Flagging of twigs may be caused by insects, disease, squirrels or strong winds. A very common cause of flagging, however, is cicada insect activity.
This time of year it is not uncommon to see tips of branches and leaves turning brown in trees. There may be a number of reasons for this "flagging" of twigs, including insects, disease, squirrels or strong winds that may have broken the branch.
A very common cause of flagging, however, is cicada insect activity. There are nearly 2,000 species of cicadas found throughout the world in temperate and tropical climates. Cicadas are sometimes called locusts, but they are not part of the grasshopper family.
Cicadas are large, flying insects with prominent, well-spaced eyes and transparent wings with very distinct veins. Cicadas have a loud buzzing song, usually generated by the male during the courtship ritual. This song can be quite robust, reaching 120 decibels at close range.
Once mating occurs, the female cicada cuts a slit in a tree branch to lay her eggs. This egg-laying activity sometimes girdles or breaks the branch, hence the occurrence of flagging in trees. The young nymphs hatch from the egg in the fall and drop to the ground where they burrow into the soil.
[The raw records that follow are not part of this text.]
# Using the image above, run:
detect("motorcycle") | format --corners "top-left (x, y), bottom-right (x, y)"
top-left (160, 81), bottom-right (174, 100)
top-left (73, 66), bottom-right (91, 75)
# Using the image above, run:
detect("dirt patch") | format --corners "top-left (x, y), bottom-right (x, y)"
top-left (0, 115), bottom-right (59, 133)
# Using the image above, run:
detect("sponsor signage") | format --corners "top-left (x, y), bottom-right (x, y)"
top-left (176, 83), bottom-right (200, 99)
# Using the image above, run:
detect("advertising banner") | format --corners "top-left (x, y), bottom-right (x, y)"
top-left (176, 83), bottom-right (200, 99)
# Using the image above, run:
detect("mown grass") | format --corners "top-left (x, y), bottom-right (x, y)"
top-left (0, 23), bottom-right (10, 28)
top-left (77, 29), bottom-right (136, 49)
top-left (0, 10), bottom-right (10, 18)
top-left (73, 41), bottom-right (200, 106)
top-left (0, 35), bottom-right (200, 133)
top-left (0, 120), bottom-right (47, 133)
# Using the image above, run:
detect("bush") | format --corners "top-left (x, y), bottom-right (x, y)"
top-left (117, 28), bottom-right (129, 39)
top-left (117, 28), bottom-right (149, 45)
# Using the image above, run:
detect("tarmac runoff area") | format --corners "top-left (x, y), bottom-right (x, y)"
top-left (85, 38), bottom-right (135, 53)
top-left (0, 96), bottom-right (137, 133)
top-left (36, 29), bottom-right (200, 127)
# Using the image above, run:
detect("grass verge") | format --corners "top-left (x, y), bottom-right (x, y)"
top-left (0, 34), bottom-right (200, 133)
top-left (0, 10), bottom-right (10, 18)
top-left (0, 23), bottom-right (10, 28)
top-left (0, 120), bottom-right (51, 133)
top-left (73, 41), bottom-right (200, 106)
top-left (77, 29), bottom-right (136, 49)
Some cicadas emerge on a fairly routine schedule annually or in cycles of two to eight years, while others spend a long time underground, emerging every 13 to 17 years. It is this longer-lived or periodic cicada that is most famous due to the sheer volume of insects that emerge on 13- to 17-year cycles. The last periodic cicada emergence occurred in 2004 in Frederick County.
Scientists believe that cicadas developed the various life cycles as a survival mechanism. Many species of birds eat cicadas and fried cicada is considered a delicacy in China.